JPMorgan Chase and other large US banks on Friday reported bumper profits in the first three months of 2023 as they raked in billions of dollars in deposits from customers fleeing smaller lenders following Silicon Valley Bank’s collapse in March.
The upbeat first-quarter earnings from JPMorgan, Citigroup and Wells Fargo highlight how bigger US banks have benefited at a time of broader fears over the stability of regional banks after the failure of SVB and Signature Bank.
The higher profits also underscored how banks are making hay after a year of interest rate rises from the Federal Reserve, which lenders have used to bolster earnings rather than significantly increasing rates for depositors.
JPMorgan led the pack on Friday, with profits in the first three months of 2023 up more than 50 per cent on the back of higher earnings from lending, known as net interest income. The bank also lifted its outlook for net interest income for the rest of 2023 by almost 10 per cent to about $81bn.
The largest US bank by assets added $37bn in new deposits during the first three months of 2023, bringing total deposits to $2.38tn, defying analyst expectations of a decline.
Wells Fargo analyst Mike Mayo wrote in a research note that the results showed “no evidence of a banking crisis . . . it seems that JPM has been a port in the storm”.
JPMorgan shares were up 7 per cent in early-afternoon trading in New York.
Before the collapse of SVB, JPMorgan and other large banks had been steadily losing deposits as customers transferred their cash to higher-yielding products such as money market funds in order to benefit from the Fed’s rate rises.
Meanwhile, Citigroup also said it had seen roughly $30bn of deposit inflows in March, helping it to report a modest decline of 2.5 per cent to $1.33bn for the quarter overall, which slightly beat analyst expectations.
“We did see a pick-up from March 7 to the end of the quarter,” said Citi chief financial officer Mark Mason said on a call with reporters. “It was associated with the sector turmoil.”
Citi reported higher profits than expected on the back of strong consumer spending and corporate activity.
Wells reported higher than expected first-quarter earnings too but warned of potential losses in commercial real estate lending. Deposits fell 2 per cent quarter on quarter to $1.36tn.
“We did see some moderate inflows from the few specific banks that have been highlighted in the press but those inflows have abated,” said chief executive Charles Scharf.
Citi shares were up 4.3 per while Wells stock was 0.4 per cent lower, having rallied earlier in the trading session.

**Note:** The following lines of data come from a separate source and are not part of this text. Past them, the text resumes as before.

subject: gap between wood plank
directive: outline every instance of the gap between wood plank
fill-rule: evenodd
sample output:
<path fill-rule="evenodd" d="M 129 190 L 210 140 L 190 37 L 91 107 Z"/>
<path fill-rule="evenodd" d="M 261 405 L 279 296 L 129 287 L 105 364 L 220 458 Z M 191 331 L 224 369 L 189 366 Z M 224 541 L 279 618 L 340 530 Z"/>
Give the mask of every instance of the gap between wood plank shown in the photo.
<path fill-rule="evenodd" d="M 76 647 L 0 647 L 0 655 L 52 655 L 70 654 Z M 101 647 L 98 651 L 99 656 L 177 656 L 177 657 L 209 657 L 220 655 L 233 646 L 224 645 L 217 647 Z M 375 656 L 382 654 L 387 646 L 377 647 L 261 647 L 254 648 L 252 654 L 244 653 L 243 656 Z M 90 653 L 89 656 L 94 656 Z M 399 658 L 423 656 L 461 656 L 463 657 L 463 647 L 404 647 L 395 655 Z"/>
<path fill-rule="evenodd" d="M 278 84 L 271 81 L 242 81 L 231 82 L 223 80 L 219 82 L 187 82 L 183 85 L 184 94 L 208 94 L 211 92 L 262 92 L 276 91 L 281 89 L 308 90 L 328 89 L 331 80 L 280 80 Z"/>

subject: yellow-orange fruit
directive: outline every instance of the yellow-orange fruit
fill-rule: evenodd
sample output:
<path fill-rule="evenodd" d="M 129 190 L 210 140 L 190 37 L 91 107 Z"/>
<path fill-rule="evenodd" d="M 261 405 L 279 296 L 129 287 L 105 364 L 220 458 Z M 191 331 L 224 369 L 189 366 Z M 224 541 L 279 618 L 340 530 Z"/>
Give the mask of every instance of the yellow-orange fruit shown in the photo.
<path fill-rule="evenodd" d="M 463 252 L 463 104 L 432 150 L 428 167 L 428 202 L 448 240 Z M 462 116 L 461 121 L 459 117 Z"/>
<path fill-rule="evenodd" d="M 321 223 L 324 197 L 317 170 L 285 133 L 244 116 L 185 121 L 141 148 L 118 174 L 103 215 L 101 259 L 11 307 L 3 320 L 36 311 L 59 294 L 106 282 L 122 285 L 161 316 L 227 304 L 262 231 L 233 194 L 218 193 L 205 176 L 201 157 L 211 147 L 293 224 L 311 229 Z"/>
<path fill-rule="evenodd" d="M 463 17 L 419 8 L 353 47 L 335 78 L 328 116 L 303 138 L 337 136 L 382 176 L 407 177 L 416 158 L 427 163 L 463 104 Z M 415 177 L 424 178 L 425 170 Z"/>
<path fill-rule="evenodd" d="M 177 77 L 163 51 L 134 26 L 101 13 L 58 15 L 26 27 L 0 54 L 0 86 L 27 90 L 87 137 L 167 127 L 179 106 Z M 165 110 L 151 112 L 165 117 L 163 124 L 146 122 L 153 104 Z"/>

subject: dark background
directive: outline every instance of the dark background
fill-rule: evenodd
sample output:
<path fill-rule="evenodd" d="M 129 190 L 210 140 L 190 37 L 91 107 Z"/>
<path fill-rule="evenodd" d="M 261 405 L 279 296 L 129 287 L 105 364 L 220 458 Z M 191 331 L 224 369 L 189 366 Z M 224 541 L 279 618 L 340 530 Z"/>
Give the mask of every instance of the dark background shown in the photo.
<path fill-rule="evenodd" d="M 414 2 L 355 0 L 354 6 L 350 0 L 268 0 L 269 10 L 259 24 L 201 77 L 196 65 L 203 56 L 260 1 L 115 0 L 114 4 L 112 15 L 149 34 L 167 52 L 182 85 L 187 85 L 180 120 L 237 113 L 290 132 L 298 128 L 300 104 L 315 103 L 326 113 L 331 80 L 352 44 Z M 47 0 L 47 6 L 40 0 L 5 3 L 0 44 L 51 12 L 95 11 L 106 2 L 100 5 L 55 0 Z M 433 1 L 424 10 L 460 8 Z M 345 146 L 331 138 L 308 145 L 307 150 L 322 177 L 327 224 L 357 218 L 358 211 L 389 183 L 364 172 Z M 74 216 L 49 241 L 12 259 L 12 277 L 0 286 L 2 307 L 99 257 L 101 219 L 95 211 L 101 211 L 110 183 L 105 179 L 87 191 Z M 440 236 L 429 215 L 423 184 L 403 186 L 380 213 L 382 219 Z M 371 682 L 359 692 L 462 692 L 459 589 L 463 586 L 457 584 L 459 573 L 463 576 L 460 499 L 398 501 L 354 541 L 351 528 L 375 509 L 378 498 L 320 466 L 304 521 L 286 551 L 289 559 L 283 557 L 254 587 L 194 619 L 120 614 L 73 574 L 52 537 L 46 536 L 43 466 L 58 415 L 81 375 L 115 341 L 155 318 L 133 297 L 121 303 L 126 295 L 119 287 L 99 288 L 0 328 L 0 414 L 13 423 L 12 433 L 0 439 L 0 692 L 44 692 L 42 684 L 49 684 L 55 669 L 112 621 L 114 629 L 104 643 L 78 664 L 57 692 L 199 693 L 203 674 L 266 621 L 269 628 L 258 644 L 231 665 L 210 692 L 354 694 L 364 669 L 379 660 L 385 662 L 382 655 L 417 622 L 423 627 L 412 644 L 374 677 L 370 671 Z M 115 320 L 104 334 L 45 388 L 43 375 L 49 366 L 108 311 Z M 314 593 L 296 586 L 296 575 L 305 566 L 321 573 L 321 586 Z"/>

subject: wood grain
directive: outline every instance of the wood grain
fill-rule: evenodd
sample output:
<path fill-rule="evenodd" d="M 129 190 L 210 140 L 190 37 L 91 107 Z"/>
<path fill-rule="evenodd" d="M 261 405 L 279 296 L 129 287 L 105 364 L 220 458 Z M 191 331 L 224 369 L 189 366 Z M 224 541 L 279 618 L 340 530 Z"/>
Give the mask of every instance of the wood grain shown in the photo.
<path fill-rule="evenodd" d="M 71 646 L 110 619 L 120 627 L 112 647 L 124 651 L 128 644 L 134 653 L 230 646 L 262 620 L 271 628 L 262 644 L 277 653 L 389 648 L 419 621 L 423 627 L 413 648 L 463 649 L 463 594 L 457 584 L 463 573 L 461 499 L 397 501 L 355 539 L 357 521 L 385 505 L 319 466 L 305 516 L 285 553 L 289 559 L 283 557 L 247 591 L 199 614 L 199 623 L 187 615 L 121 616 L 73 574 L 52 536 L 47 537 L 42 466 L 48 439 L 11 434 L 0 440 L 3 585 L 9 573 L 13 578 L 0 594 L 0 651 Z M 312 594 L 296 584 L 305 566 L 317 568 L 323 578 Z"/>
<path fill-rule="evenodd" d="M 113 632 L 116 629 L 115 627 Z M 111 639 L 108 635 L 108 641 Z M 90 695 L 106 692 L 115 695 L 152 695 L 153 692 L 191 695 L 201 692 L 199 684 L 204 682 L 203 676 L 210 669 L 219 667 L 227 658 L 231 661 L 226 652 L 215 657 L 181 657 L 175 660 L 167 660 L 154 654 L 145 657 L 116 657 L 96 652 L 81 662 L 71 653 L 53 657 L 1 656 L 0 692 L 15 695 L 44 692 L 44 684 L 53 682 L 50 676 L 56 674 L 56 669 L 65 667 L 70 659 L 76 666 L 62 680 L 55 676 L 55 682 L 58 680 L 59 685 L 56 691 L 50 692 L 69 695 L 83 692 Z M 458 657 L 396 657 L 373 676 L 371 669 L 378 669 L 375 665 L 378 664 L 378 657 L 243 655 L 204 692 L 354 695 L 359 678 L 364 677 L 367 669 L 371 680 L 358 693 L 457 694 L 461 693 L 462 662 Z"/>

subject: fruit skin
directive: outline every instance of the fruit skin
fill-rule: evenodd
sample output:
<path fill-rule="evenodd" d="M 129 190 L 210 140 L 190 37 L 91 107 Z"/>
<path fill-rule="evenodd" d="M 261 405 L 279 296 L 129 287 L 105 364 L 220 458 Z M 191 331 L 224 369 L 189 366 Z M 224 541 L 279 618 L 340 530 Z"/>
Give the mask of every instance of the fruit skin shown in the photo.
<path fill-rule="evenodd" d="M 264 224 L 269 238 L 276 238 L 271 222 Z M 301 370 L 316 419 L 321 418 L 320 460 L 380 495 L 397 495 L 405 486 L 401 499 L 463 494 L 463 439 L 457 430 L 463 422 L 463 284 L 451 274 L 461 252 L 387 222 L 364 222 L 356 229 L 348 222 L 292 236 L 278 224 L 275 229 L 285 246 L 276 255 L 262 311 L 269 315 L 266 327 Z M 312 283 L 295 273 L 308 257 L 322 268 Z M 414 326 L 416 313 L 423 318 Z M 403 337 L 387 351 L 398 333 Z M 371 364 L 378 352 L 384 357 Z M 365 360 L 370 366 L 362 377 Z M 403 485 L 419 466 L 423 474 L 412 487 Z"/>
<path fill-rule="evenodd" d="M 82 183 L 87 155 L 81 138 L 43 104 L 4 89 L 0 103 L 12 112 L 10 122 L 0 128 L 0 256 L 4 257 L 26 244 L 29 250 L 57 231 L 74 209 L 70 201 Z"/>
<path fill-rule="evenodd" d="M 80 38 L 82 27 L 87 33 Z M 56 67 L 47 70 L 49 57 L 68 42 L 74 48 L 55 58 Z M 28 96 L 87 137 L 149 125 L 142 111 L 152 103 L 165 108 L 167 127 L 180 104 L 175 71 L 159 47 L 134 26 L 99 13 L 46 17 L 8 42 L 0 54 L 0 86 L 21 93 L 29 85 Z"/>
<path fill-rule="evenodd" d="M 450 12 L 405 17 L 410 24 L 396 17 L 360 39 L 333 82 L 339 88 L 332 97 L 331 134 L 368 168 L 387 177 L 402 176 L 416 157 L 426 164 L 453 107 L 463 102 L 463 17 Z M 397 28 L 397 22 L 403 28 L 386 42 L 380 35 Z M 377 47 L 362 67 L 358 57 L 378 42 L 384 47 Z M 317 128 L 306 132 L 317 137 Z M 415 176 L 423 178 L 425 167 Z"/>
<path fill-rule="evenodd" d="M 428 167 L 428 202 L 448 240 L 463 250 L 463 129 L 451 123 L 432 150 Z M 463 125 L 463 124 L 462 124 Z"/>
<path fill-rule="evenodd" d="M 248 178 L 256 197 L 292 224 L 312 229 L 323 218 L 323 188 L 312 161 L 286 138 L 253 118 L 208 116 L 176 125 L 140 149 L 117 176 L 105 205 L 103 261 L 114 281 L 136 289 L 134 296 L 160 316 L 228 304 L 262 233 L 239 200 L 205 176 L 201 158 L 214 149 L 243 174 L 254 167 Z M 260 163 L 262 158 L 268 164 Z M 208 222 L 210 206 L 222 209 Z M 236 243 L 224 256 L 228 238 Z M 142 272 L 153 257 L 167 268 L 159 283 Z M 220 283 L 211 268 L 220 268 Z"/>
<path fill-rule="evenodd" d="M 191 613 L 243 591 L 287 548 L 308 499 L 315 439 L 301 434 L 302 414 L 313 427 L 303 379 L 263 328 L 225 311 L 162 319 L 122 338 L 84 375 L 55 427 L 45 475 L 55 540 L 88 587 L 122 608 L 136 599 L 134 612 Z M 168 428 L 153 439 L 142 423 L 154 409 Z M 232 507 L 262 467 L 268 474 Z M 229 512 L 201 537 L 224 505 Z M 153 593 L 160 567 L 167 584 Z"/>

Pittsburgh-based PNC, a so-called superregional US bank, also reported earnings on Friday that showed average deposits had edged slightly higher in the quarter to $436bn.
Despite the upbeat earnings, the large banks struck a cautious tone for the year ahead.
JPMorgan chief executive Jamie Dimon told analysts that “the short-term read is higher recessionary risk” and that “people need to be prepared for the potential of higher rates for longer”.
Jeremy Barnum, JPMorgan chief financial officer, said the lender did not expect to hold on to all of the recent deposit inflows given that they were “somewhat flighty”.
JPMorgan also reported a net reserve of $1.1bn for credit losses, a sign that the bank is preparing for losses on loans to creep up.
Citi set aside $2bn for loan losses in the quarter, which was higher than expected. Mason said the bank’s relatively strong results had not changed his view that the economy was likely to enter a recession in the second half of the year.
Bank of America reports results on Tuesday while Goldman Sachs and Morgan Stanley, which have businesses that skew more towards investment banking, trading and asset management, report earnings on Tuesday and Wednesday, respectively.